The round brings the Greensboro, N.C.-based company’s total funding to nearly $185 million to date. It was co-led by investment firms Coatue and Dragoneer, with participation from Avidity Partners, Define Ventures and Mubadala.
UpStream was founded in 2018 by pharmacist and entrepreneur Fergus Hoban.
“[Hoban] was deeply cognizant of the challenges of the broken healthcare system — mainly the fact that patients who were living with chronic conditions and medically complex conditions really got the shortest end of the stick in primary care practices. They were shuffled between specialists in primary care. And due to their medical complexity, they did not fit into the conventional time slot of a 15 to 20 minute primary care visit,” UpStream CEO Sanjay Doddamani said in an interview.
UpStream’s mission is to address the fact that patients with chronic conditions often do not receive an appropriate level of care — a reality that often sends them to emergency departments and hospitals. Many of these admissions could be avoided if patients received the right care earlier, Doddamani said.
To solve this problem, UpStream provides primary care practices with AI-based technology designed to anticipate patient needs and coordinate care for patients living with chronic conditions. The company also deploys pharmacist-led care teams into primary care practices. These teams are meant to bring all of a patient’s challenges “under one umbrella,” from managing multiple prescriptions to coordinating transportation to appointments, he said.
These pharmacist-led care teams are meant to make patients feel more comfortable and less rushed in the U.S. healthcare system. Doddamani claimed that this approach involving pharmacists is one of the factors that differentiates UpStream from its competitors, such as Oak Street Health, Agilon Health and Privia Health.
Another factor is the fact that UpStream takes on full financial risk with payers to enable physicians to deliver value-based care to seniors, who are often the most complex and expensive patients to care for, Doddamani pointed out.
The company doesn’t charge providers to use its services. While it gets to share in savings, UpStream is also accountable for some of the loss if spending goes beyond the benchmark. The company has negotiated rates with Medicare programs and takes on both upside and downside risk — but physicians “only see the upside” because they get paid by Upside no matter what, according to Doddamani.
“We have to put up capital reserves to participate in these models,” he said. “And then based on savings, we get paid. Our physicians also get paid based on savings. But the way we’ve constructed our model, our physicians don’t wait to get paid.”
UpStream works with physicians who provide care to seniors on Medicare under full-risk, value-based arrangements. Some of these physicians are independent, and others are attached to a larger network or healthcare system.
The company has partnered with physician groups in North Carolina, Virginia and South Carolina.
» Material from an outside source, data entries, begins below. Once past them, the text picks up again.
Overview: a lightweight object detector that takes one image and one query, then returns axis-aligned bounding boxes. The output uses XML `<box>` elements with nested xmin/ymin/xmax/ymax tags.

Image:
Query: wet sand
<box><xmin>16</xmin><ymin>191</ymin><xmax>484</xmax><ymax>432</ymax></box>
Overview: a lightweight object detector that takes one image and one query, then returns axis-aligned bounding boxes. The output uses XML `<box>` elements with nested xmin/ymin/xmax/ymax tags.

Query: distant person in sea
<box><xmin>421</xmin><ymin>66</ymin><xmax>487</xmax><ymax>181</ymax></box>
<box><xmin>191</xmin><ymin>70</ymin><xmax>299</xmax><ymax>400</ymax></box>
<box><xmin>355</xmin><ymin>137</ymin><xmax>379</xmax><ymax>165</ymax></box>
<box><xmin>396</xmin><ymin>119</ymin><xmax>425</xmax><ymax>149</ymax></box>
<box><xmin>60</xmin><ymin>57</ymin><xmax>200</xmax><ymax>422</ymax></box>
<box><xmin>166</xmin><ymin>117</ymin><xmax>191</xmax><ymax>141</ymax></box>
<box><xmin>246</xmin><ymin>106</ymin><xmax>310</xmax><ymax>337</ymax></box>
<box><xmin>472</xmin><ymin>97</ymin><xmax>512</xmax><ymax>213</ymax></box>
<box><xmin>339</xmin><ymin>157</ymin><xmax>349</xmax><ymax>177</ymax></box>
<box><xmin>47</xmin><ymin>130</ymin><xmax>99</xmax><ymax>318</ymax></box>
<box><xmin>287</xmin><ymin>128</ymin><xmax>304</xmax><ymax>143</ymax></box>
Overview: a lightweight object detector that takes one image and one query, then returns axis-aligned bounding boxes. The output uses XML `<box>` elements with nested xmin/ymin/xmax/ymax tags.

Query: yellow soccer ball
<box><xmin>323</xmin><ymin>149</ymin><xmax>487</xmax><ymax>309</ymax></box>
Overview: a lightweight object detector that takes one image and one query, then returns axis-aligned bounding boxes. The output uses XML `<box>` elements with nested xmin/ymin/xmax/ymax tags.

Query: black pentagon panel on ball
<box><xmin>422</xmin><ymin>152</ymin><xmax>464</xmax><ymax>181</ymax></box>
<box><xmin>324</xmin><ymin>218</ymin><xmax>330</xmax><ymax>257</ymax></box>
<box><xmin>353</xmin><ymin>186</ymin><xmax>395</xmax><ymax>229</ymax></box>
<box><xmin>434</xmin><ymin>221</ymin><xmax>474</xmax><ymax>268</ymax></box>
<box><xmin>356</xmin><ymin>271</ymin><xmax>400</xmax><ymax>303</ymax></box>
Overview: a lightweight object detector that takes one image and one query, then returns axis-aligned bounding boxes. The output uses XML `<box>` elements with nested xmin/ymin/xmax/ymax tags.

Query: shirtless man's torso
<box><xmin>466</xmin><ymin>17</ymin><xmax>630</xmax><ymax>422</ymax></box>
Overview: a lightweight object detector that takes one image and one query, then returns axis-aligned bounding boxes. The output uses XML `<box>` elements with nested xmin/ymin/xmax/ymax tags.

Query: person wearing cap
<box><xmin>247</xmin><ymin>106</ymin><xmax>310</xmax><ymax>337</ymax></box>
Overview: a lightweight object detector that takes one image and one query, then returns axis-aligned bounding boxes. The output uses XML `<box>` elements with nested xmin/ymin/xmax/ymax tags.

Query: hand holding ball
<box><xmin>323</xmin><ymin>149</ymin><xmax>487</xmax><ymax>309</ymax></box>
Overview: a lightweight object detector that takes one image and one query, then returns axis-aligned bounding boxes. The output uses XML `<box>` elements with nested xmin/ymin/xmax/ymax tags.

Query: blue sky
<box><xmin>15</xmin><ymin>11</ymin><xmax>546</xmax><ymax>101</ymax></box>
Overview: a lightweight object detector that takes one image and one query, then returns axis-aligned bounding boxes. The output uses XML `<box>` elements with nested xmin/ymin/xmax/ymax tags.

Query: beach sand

For next year, UpStream has announced new partnerships with Community Care Physician Network in North Carolina, Tidewater Medical Group in Virginia, Primary Care Associates in South Carolina, and Medical University of South Carolina Health Alliance.
“We have enabled the primary care physician to enter into a domain of full financial risk,” Doddamani said. “They can have maximum opportunity for that boat financially — but also more importantly, for resource-rich environments to be able to deliver better care for their older, sicker patients right in the existing primary care infrastructure. How can they do that? Because we put in the vital resources that they need — not just the technology, but also the people.”
Directly embedding a pharmacist in primary care offices to manage prescriptions is a key way UpStream does this. Providing patients with home-based support, such as field nurses and a medical support concierge, is another way.
UpStream’s internal data shows that when patients are supported by their services, their cost of care ends up decreasing by an average of 20%, according to Doddamani. This mostly comes from annual reductions in hospitalizations and emergency department visits, he said.
“We don’t stand in the way of patients or act as a barrier to their aspirations for something like elective surgeries when appropriate — it is really about reducing the avoidable suffering that patients are confronting by having to repeatedly go into the hospital for one of their underlying chronic conditions,” Doddamani said.